Úrsula Corberó lo recordó al final de su intervención. ¿Cuántas cosas de las que hacemos merecen nuestro reconocimiento y preferimos ocultarlo al punto de que, incluso en privado, preferimos descargar la responsabilidad del éxito en otros? ¿Y qué consecuencia tiene eso en nosotros? Corberó necesitaba decirlo y, aun así, casi se olvida, porque no está nuestra cabeza para decir en público aquello que pensamos: que sí, que dudé en coger ese papel, pero al final fui valiente y lo acepté, y, qué coño, soy bastante maja. “Eso lo tienen que decir los demás”, contestamos automáticamente cuando alguien nos pregunta sobre algo valioso, aunque sea discreto, de nosotros mismos. “¿Te consideras buena persona?”. “Eso lo tendrán que decir los demás”. “¿Eres como Himmler?”. “Bueno, yo no soy quién para juzgarme”.
A veces, el “me lo merezco” no tiene por qué surgir de nada que hayas hecho: simplemente, crees que lo mereces. Por lo que has pasado, por lo que has ambicionado y conseguido, o porque de repente estás a gusto y sientes que sí: que lo mereces, no le des más vueltas.

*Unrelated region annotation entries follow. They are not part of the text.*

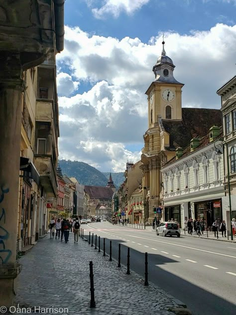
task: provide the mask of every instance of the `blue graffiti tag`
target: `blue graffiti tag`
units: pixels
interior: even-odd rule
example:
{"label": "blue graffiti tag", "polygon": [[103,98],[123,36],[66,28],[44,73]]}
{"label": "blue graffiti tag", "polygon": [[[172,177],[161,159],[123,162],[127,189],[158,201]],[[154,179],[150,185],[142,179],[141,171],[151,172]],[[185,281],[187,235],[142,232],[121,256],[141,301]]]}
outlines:
{"label": "blue graffiti tag", "polygon": [[[0,203],[1,203],[4,199],[4,194],[9,192],[9,188],[7,188],[4,189],[2,186],[1,187],[1,193],[0,194]],[[3,223],[5,224],[6,214],[3,208],[1,209],[1,214],[0,216],[0,221],[2,221],[2,219],[3,218],[4,218]],[[3,247],[3,249],[0,249],[0,259],[1,260],[2,264],[6,264],[11,256],[11,251],[10,249],[5,249],[5,243],[3,241],[3,240],[5,240],[8,239],[9,236],[9,234],[8,232],[4,228],[4,227],[0,225],[0,246],[2,245]],[[6,254],[6,256],[5,255],[3,255],[4,256],[5,256],[5,258],[1,257],[0,255],[1,253],[5,254]]]}

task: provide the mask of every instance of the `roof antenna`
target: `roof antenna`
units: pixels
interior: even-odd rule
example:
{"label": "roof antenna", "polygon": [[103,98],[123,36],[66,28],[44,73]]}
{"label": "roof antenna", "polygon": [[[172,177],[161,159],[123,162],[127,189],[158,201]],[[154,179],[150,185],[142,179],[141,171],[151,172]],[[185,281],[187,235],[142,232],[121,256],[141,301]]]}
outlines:
{"label": "roof antenna", "polygon": [[162,51],[161,52],[161,54],[163,55],[164,56],[165,56],[165,48],[164,48],[164,45],[165,44],[165,41],[164,40],[164,33],[163,33],[163,34],[162,35],[162,44],[163,45],[163,47],[162,47]]}

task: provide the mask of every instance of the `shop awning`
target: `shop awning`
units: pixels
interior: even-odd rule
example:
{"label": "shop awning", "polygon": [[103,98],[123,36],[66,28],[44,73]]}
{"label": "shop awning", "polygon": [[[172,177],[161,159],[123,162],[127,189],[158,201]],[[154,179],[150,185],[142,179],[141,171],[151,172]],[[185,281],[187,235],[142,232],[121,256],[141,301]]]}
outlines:
{"label": "shop awning", "polygon": [[20,175],[20,177],[27,177],[31,178],[38,185],[39,185],[40,176],[30,158],[20,157],[20,170],[29,173],[29,175],[27,176],[22,175]]}

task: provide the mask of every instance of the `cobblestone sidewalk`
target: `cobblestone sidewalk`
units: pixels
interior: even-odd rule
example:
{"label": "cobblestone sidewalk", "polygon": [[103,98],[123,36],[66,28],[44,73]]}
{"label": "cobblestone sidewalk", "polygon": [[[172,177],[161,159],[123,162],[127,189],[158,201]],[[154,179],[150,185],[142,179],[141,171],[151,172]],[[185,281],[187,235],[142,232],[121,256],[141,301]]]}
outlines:
{"label": "cobblestone sidewalk", "polygon": [[[23,268],[16,281],[16,303],[33,310],[35,306],[67,308],[71,315],[173,315],[168,310],[178,307],[177,300],[144,287],[135,273],[126,275],[124,267],[117,268],[116,261],[97,252],[81,238],[74,244],[71,233],[67,244],[48,236],[40,240],[20,259]],[[90,261],[96,309],[90,308]]]}

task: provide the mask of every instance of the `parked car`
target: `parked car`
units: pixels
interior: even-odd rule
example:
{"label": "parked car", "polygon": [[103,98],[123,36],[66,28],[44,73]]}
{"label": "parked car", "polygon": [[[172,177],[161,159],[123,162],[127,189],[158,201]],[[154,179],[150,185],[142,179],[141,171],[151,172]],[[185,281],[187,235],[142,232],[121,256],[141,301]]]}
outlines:
{"label": "parked car", "polygon": [[163,222],[156,228],[156,234],[163,236],[176,235],[180,237],[180,229],[178,225],[174,222]]}

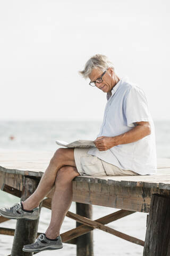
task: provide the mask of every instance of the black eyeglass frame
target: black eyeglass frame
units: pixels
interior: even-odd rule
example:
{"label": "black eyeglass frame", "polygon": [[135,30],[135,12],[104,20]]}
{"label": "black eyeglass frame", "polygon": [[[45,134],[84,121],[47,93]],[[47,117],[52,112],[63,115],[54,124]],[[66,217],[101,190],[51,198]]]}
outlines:
{"label": "black eyeglass frame", "polygon": [[[106,69],[106,70],[105,70],[101,75],[101,76],[100,76],[100,77],[98,77],[97,79],[96,79],[96,81],[93,81],[93,82],[90,82],[89,83],[89,85],[91,86],[92,86],[92,87],[95,87],[95,86],[96,86],[96,84],[95,84],[95,85],[92,85],[91,84],[92,84],[92,83],[94,83],[95,84],[96,84],[96,83],[97,83],[97,84],[101,84],[101,83],[103,82],[103,80],[102,79],[102,77],[103,77],[103,76],[105,75],[105,74],[106,73],[107,70],[107,69]],[[97,82],[97,80],[98,79],[101,79],[101,82]]]}

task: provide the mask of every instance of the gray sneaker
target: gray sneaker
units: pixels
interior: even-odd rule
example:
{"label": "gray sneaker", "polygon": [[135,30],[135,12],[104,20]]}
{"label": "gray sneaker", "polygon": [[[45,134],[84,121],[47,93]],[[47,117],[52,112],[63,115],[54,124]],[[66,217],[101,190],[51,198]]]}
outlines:
{"label": "gray sneaker", "polygon": [[32,211],[24,211],[21,202],[16,203],[11,207],[0,208],[0,214],[9,219],[27,219],[37,220],[39,216],[39,207]]}
{"label": "gray sneaker", "polygon": [[45,234],[41,234],[33,244],[24,245],[22,251],[24,252],[41,252],[47,250],[57,250],[63,248],[62,238],[57,236],[55,241],[47,238]]}

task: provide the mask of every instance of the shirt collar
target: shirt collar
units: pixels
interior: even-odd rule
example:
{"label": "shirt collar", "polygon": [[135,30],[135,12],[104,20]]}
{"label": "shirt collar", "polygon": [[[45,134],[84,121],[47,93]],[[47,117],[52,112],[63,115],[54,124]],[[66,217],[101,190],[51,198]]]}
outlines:
{"label": "shirt collar", "polygon": [[114,87],[113,88],[113,89],[112,90],[112,91],[110,92],[109,92],[107,93],[107,100],[108,100],[110,99],[111,96],[113,96],[115,93],[116,91],[118,89],[118,86],[121,84],[121,80],[120,80],[118,81],[118,82],[117,83],[116,85],[115,85],[114,86]]}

Acabo de salir del asador Etxebarri, de saludar a su chef Bittor Arginzoniz, de compartir velada con siete vizcaínos que ya son mi cuadrilla y, al subirme al coche, recordé las angulas a la brasa y pensé: “Me lo merezco”. Y no se me ocurrió dedicárselas a nadie porque hay alegrías que, si quieres dedicárselas a alguien, deberías primero ponérselas en la boca. Antes de digerirlas tú.